Another FSMA communication, dated from around the same period, indicates that the body does consider CFDs and binary options as derivatives and investment instruments. The communication seeks to cover what it terms “all types of derivative products”, with these classified as the over-the-counter (OTC) variety.
The FSMA edict was dated on April 24, 2014, communicated on May 21 and took effect July 1.
Numerous online brokers have however continued to offer bitcoin CFDs to Belgium-based customers. The FSMA has recently informed some brokers that their offerings do in fact contravene the Royal Decree. Enforcement measures such as fines have not yet been taken, perhaps in consideration of an unclear understanding of the regulations’ applicability.
One recent example is Markets.com, which alerted its third party affiliates to refrain from using marketing material for bitcoin-related products in Belgium. The firm also removed its French and Dutch language bitcoin-related advertising content. Members were informed that they should exercise caution to ensure that “nothing Bitcoin related is used in French or Dutch in Belgian sites.” Sources at Markets.com explained to Finance Magnates that action was taken following a warning by the FSMA.
Plus500 told Finance Magnates that it does not offer its bitcoin or litecoin CFDs in the country, citing the FSMA directive. Other brokers have also reported that they are removing availability of their bitcoin CFD offerings to Belgium-based clients.
Some smaller, lightly regulated brokers, however, have yet to remove their offerings.

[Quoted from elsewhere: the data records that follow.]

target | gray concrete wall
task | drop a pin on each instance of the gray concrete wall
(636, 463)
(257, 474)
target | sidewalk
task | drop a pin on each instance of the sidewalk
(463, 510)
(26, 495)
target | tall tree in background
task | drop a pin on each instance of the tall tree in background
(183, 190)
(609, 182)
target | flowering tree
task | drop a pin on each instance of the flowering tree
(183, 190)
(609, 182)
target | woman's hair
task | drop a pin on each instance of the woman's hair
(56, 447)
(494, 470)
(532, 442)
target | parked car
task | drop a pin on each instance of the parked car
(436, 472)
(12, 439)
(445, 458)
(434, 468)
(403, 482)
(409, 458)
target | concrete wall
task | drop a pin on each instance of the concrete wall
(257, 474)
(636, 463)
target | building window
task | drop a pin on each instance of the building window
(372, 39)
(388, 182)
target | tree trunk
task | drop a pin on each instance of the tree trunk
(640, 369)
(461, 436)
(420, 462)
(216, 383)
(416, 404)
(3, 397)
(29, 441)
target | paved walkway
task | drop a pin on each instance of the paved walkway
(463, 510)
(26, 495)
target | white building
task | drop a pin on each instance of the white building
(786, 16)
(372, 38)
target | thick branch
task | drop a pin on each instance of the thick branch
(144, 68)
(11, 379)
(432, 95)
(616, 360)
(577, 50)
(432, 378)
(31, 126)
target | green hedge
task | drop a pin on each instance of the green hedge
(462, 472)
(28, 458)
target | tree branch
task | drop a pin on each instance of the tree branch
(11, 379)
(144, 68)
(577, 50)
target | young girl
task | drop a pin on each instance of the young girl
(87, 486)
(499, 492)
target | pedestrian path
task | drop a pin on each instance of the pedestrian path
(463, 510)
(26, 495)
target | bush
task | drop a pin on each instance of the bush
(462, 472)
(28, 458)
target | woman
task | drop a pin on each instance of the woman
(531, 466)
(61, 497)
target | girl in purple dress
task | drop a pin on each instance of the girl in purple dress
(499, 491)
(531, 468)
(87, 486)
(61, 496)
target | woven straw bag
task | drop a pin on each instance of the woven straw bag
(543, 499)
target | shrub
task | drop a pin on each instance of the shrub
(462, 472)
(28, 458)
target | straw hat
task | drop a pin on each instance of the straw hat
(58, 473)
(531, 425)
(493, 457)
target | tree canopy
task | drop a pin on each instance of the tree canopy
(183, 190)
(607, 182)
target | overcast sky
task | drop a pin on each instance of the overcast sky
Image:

Although we’re dealing with a niche product in a small market, the direction taken carries potential significance for the future. It can be particularly relevant in the EU, where in the absence of a specific ruling in one member state, direction is taken from another. A good recent example is Spain’s exemption of bitcoin purchases from VAT. The decision was drawn from a separate court ruling in the Netherlands, during which it was derived that bitcoin falls into the category of payment instruments exempt from VAT.